One of my favourite parts of the garden, though sadly little visited day-to-day is the 'shubbery'; the wild area right at the bottom of the garden, at the very front, where the drive passes by close through the gate and curves up and on, away to the house at the top of the hill.
The area is barricaded on it's South and West sides by great tall clumps of Rhodeodendron bushes thick, darkest green and dense with shiny, plasticy leaves. In Summer gorgeous fuscia pink blooms burst forth in convex towering masses.
The area is dominated by an ancient old pine; its sandy red coloured bark dry and dusty from age and sun, the ridges in it running deep and filled with decades of rotting needles, insects and a light covering of cobwebs.
A tyre swing used to hang from the main arterial branch which sticks out to the west like a great long limb.

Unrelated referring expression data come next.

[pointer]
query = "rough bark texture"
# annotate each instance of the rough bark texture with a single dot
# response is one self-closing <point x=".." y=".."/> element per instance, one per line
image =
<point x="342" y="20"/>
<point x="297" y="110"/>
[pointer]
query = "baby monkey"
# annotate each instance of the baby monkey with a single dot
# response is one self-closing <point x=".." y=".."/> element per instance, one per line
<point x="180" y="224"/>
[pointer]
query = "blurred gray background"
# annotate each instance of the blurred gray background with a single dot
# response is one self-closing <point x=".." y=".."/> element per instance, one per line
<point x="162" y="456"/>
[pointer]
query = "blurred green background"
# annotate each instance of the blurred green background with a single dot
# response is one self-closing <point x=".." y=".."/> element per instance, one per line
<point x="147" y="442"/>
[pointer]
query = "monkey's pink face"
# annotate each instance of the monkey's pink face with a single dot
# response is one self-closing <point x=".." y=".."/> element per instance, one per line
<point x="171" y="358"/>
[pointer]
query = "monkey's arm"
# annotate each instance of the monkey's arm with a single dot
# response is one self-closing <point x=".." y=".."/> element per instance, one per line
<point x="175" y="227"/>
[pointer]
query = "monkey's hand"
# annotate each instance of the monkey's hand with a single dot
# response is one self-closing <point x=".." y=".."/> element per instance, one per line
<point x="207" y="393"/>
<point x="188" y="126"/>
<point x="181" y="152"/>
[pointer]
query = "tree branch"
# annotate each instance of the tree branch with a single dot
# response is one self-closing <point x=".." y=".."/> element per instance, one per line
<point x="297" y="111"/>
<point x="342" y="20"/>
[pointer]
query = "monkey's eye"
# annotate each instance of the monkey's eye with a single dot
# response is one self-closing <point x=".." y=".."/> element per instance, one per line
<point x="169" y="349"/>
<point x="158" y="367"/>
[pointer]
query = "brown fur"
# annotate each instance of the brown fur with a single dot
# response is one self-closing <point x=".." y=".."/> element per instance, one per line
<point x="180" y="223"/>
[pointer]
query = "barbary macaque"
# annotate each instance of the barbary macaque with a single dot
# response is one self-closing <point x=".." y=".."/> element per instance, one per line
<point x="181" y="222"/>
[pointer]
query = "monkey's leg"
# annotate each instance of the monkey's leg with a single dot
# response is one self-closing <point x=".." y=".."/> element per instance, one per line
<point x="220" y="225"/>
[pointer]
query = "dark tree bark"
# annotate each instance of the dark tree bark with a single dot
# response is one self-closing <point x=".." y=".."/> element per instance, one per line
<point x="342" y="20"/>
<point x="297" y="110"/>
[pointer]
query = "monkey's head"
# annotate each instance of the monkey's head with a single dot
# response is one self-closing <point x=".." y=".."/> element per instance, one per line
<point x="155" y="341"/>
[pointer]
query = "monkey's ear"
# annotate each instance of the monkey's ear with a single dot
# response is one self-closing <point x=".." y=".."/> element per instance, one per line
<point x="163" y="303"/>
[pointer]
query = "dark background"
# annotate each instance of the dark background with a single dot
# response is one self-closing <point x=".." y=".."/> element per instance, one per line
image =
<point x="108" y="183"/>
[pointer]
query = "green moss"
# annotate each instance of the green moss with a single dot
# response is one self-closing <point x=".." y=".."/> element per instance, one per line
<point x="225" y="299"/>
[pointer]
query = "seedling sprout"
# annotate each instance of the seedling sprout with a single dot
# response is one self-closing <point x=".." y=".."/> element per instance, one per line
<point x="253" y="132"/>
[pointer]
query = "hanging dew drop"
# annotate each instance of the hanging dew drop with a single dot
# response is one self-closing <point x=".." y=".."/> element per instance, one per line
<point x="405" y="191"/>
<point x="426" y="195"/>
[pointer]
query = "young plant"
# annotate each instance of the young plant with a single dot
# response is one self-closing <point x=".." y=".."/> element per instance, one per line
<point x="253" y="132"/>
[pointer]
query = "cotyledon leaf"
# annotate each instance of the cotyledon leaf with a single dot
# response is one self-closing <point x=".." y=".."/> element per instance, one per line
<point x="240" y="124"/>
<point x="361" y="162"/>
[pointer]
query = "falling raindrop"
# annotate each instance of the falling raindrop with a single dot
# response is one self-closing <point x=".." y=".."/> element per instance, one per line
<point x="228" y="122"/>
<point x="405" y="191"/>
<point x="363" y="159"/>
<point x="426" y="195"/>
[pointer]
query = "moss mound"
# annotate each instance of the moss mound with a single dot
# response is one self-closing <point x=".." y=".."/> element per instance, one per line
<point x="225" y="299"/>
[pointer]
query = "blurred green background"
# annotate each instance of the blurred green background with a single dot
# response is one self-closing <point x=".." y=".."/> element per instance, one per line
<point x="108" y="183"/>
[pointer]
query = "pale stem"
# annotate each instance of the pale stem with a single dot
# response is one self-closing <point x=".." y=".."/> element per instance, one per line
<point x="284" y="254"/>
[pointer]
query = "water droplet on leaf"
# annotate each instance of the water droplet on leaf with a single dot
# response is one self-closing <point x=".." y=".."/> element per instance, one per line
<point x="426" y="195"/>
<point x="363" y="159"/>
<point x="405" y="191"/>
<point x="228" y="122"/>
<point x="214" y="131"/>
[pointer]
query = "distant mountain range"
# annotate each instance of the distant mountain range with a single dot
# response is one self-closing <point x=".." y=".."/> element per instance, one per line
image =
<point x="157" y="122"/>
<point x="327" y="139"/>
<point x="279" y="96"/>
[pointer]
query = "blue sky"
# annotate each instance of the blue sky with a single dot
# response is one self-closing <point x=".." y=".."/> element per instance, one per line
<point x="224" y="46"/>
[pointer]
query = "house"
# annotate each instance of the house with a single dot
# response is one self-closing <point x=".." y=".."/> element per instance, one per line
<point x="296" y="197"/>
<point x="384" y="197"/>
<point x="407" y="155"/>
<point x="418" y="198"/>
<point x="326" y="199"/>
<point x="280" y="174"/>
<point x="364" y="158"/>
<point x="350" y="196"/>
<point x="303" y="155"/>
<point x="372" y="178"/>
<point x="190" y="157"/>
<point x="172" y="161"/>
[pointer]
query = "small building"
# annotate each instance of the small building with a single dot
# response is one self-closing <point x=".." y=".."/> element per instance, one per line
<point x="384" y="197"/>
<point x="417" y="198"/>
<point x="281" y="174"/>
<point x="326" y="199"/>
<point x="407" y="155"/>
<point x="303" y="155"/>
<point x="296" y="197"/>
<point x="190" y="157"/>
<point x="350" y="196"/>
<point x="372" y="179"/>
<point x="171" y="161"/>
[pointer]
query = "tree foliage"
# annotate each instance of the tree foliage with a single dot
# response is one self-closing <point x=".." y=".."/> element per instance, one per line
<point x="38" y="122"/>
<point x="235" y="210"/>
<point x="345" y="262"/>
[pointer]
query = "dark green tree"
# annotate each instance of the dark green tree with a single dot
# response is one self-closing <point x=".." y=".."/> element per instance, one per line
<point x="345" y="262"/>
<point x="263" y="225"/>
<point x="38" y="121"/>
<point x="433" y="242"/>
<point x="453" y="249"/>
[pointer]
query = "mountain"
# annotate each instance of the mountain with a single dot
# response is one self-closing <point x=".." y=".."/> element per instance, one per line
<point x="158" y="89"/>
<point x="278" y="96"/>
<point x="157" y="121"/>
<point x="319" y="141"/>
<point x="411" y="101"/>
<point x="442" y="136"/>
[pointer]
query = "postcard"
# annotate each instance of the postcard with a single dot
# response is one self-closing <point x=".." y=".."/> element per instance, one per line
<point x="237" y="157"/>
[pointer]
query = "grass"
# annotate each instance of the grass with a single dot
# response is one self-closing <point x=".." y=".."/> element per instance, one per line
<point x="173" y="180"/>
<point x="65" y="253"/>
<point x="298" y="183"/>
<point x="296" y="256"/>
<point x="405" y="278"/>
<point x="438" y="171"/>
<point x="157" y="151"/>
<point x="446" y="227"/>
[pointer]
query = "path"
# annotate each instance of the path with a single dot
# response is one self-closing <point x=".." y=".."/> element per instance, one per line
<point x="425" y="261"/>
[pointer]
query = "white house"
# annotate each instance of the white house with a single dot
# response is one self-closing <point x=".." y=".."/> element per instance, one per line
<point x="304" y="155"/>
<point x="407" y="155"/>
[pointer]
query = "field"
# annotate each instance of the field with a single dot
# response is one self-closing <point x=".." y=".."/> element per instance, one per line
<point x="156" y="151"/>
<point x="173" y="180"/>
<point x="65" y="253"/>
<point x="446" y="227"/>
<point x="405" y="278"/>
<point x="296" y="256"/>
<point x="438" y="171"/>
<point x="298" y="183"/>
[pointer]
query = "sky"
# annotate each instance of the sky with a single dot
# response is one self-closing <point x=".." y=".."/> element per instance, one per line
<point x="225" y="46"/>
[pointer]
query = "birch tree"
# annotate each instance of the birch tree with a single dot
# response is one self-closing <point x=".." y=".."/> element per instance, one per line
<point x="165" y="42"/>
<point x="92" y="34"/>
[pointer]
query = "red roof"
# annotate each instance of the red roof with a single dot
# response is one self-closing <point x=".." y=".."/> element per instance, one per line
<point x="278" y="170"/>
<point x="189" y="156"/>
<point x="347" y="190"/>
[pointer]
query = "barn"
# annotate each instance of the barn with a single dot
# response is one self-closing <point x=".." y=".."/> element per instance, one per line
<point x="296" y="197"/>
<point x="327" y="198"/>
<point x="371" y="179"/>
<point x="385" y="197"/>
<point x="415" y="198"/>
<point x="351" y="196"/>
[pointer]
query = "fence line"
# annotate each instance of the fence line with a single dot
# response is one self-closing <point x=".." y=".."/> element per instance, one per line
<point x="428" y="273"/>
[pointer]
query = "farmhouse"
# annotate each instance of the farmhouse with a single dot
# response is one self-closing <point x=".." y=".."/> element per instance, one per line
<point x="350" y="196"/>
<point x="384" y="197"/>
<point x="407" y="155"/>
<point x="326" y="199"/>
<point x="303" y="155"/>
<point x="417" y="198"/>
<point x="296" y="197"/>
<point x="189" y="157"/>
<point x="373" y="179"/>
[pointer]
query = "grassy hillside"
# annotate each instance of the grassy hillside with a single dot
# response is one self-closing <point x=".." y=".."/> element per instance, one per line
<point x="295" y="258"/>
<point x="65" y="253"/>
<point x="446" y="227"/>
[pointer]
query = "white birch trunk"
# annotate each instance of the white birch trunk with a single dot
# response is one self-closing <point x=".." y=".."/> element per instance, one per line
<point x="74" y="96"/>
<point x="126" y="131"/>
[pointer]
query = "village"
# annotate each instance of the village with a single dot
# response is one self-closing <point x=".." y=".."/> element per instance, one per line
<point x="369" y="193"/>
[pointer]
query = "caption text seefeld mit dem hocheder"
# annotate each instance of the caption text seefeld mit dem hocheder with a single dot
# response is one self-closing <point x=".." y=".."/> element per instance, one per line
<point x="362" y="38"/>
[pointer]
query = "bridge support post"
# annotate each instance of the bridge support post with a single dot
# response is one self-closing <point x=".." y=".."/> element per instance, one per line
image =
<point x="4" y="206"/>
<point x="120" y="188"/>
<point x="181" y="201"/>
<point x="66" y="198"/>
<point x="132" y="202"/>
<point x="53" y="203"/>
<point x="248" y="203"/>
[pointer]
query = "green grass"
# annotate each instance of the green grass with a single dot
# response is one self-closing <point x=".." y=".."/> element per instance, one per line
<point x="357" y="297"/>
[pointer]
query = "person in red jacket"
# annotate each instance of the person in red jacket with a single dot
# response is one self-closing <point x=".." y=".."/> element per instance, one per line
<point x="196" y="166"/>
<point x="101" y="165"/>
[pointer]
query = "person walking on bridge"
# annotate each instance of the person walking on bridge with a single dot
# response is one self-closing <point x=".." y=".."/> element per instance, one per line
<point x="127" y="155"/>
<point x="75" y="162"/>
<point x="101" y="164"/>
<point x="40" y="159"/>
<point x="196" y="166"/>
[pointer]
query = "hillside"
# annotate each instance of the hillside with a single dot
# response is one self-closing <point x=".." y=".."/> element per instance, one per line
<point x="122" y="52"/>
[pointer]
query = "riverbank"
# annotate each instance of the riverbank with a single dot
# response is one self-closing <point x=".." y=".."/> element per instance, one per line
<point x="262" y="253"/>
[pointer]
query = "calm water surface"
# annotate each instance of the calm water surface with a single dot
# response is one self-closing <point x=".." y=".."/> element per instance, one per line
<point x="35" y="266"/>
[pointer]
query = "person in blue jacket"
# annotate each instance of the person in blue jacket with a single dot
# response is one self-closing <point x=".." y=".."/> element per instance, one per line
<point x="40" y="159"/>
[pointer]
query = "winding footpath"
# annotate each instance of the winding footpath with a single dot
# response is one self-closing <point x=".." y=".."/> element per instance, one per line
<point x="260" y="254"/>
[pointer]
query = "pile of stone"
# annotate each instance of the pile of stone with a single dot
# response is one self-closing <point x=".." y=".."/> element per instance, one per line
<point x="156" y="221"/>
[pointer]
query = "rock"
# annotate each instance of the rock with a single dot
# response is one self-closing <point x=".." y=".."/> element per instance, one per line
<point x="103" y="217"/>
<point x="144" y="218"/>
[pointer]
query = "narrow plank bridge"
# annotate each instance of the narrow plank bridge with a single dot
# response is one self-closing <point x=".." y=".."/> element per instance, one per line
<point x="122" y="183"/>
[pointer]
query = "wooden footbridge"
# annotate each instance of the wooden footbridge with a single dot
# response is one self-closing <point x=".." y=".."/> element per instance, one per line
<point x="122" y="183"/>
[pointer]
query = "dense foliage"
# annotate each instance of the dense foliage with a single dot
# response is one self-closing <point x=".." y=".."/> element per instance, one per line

The tyre was always filled with detritus but if you were small enough, you could stand on it instead of sitting and swing the ancient rope back and forth in the sun.
This is the part of the garden first touched by Spring in the shape of the tiny white heads of the snowdrops in late Februray, sometimes March, which rise steadfast through cold and frost out of the hard earth to be followed shortly after by the sporadic spattering of croci, in purples and yellows by the little overgrown pond, and after by the resplendant Daffodils raising their majestic heads high above the green in bright egg-yolk yellow.
The bamboo tree sits all year round keeping close it's vertiginous crop. The ancient, secret paved path that I was fascinated with as a child runs around this area, cracked and mossy, and the series of three little ponds my father built in one of his first flushes of garden building, now slightly overgrown provide a great habitat for rushes and mulches and goodness knows what else.
There is a selection of other trees and bushes here too which make up the boundary of our home and rumble up slowly towards the house. One day a few weeks ago I picked a leaf from each one of these and drew them. Their beautiful different shades and shapes of green contrasting each other wonderfully. My idea is to either turn this into a print and/or to make a necklace, each leaf represented either in fabric or metal.